Chi abita i quartieri interessati lo dice con la rassegnazione di chi ha visto ripetersi gli schemi: ordigni artigianali lasciati davanti a un’attività commerciale, colpi esplosi in pieno giorno, auto bruciate come monito per le famiglie coinvolte o i rivali. La violenza non è più confinata ai luoghi dello scambio; colpisce strade, citofoni, vetrine. Quando la mala alza il livello dello scontro non è solo terrorismo locale: è un messaggio organizzativo, studiato per intimidire avversari e civili e prendere il controllo del territorio.
Non basta registrare gli episodi: va mappato il modello. Serve ricostruire i flussi—non solo delle sostanze, ma di armi, esplosivi, denaro—capire chi organiza i piazzali, quali sono i terminali logistici, come vengono reclutate le vedette e i corrieri. È su questa catena che si regge il potere dei clan; colpire solo i singoli esecutori lascia intatto il meccanismo che rifornisce e coordina le violenze.
La risposta istituzionale deve essere duplice e coordinata: da un lato, intensificare indagini che vadano oltre la scena dell’episodio, dando priorità a ricostruzioni economiche e ai legami tra gruppi; dall’altro, lavorare sul territorio con Prefettura, Questura, Municipi e servizi sociali per proteggere commercianti, scuole e punti di aggregazione. La repressione tradizionale è necessaria, ma non sufficiente senza intervenire sui punti di forza logistici e finanziari della rete.

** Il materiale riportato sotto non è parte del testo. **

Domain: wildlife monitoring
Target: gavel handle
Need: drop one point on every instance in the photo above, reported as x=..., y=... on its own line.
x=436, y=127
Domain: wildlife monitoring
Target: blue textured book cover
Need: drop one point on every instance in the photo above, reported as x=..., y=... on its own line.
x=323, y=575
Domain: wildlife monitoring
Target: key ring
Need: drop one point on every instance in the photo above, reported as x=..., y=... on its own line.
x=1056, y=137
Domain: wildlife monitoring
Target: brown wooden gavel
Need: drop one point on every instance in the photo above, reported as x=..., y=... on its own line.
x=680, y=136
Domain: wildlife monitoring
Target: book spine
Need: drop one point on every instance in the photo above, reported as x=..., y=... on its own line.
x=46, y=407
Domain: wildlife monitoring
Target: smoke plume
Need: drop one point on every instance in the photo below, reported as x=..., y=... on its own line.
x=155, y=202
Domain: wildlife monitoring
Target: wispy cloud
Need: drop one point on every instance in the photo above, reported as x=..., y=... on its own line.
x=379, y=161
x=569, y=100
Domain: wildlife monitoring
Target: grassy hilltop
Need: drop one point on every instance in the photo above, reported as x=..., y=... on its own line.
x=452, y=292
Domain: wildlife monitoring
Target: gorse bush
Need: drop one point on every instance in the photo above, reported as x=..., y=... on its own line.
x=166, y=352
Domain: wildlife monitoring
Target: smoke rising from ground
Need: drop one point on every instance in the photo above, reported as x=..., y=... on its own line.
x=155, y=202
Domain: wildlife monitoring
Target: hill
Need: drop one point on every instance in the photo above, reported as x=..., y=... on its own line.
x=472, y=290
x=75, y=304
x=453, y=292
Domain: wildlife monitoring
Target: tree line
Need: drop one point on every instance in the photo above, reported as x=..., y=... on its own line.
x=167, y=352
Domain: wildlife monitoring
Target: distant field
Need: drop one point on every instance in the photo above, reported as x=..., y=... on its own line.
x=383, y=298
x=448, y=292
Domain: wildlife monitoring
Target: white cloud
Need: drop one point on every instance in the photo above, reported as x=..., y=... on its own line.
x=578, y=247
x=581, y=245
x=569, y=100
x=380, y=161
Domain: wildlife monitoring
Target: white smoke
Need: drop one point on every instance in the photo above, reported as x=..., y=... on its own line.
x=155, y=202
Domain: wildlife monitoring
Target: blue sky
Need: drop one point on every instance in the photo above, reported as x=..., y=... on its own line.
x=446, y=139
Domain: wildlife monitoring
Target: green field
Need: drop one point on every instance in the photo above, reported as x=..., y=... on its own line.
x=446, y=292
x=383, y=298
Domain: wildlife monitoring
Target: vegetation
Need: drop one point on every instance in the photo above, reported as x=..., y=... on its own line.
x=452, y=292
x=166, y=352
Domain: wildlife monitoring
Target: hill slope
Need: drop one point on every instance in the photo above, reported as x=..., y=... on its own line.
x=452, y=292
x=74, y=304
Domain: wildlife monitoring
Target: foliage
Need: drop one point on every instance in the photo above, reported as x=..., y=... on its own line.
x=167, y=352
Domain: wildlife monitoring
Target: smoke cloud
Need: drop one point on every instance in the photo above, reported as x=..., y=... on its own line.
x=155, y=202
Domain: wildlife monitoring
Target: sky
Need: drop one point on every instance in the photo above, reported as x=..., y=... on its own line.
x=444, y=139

I cittadini chiedono sicurezza concreta, non solo comunicati. Per quanto riguarda la prudenza quotidiana resta valida la regola: in caso di situazioni sospette o pericolo chiamare i numeri di emergenza e segnalare alle forze dell’ordine. Ma la vera arma contro l’escalation è la conoscenza: comprendere il modello organizzativo della mala significa smontarlo pezzo per pezzo. Se non si indaga la rete che regge lo spaccio, la guerra in periferia continuerà a cambiare quartiere e vittime, fino a diventare normalità.